While on the surface it may appear to be a cash grab to just sell more play sets, The Lego Movie tries to capture the creative spirit of every kid—and kid at heart. And, well… IT’S AMAZING. SERIOUSLY. AMAZING.
The Lego Movie is written and directed by Phil Lord and Chris Miller, the guys behind Cloudy with a Chance of Meatballs and 21 Jump Street. In terms of story, it’s about as cookie-cutter as they come: an ordinary guy must rise against the odds to beat an evil villain, joined by a ragtag group of friends. The specifics, however, are especially goofy and perfectly befitting a movie made entirely of Lego bricks.

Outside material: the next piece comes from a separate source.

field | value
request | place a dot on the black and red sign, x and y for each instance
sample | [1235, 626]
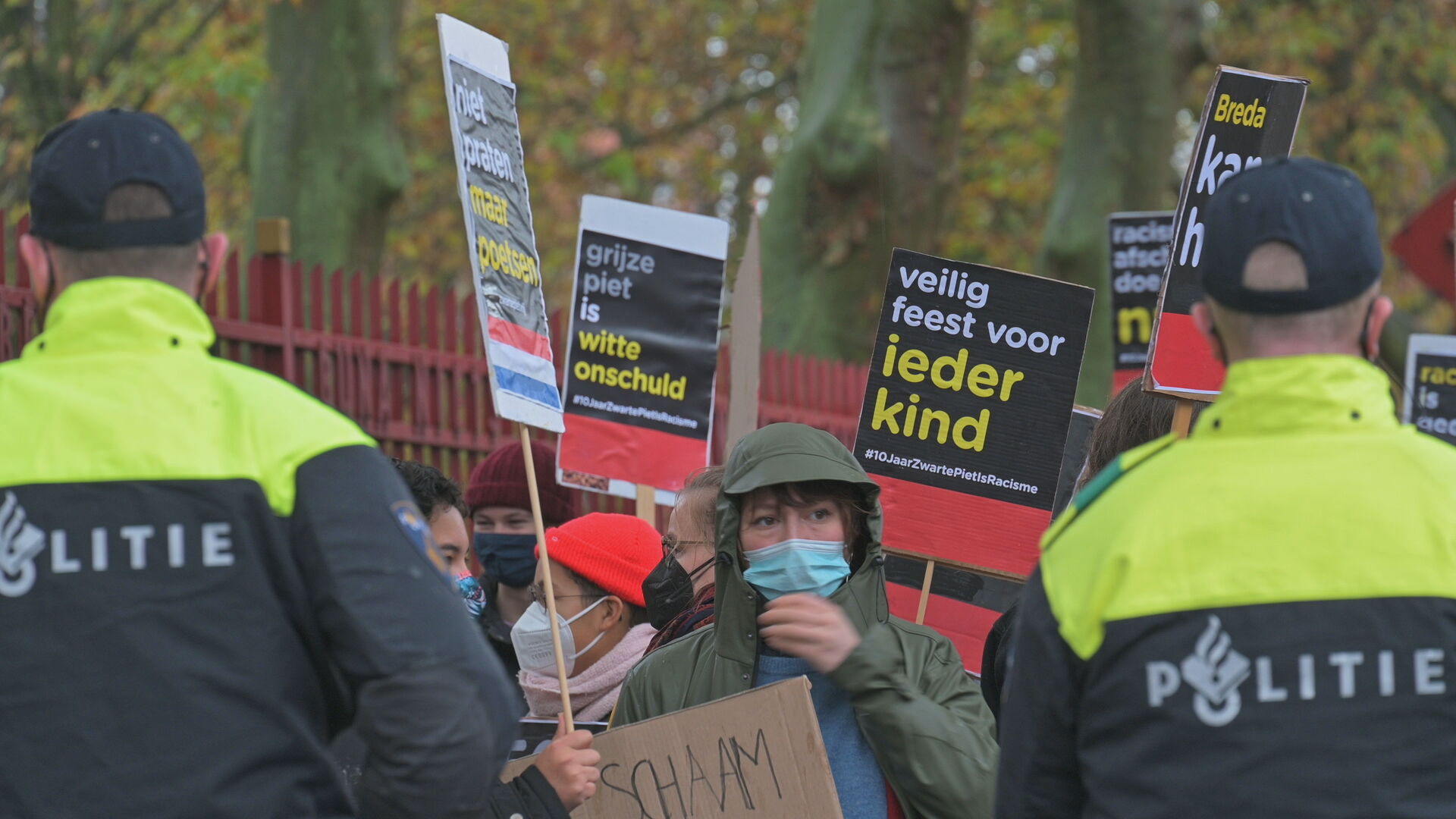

The cast of characters is brought to life by a ridiculously stacked group of voice actors: Chris Pratt, Alison Brie, Nick Offerman, Liam Neeson, Morgan Freeman, Will Ferrell, Charlie Day, Will Arnett, Channing Tatum, Jonah Hill, Elizabeth Banks… I could keep going. They’re all impeccably cast and it’s easy to forget that you’re watching little plastic people. Side note: can we get Will Arnett to replace Ben Affleck as Batman? Please?
But what’s so surprising about The Lego Movie is that it refuses to conform to expectations. Lord and Miller could have easily made a feature-length Lego commercial and it still would have been a massive success. How ironic, then, that The Lego Movie has surprisingly deep, self-aware insights into consumerist culture and how we, as people, interact with toys and each other. There are some moments that are really quite thought provoking and even sad. The last animated movie to affect me this deeply was probably How To Train Your Dragon.
The Lego Movie is in love with its central building block (pun intended), and that attitude comes through in every aspect of the movie. The obsessive attention to detail would have been enough to elevate it above the usual animated fare, but its nostalgic, charming core makes the movie downright remarkable. To all who had shelves and shelves of plastic bricks in their bedrooms when they were children: you will not be disappointed.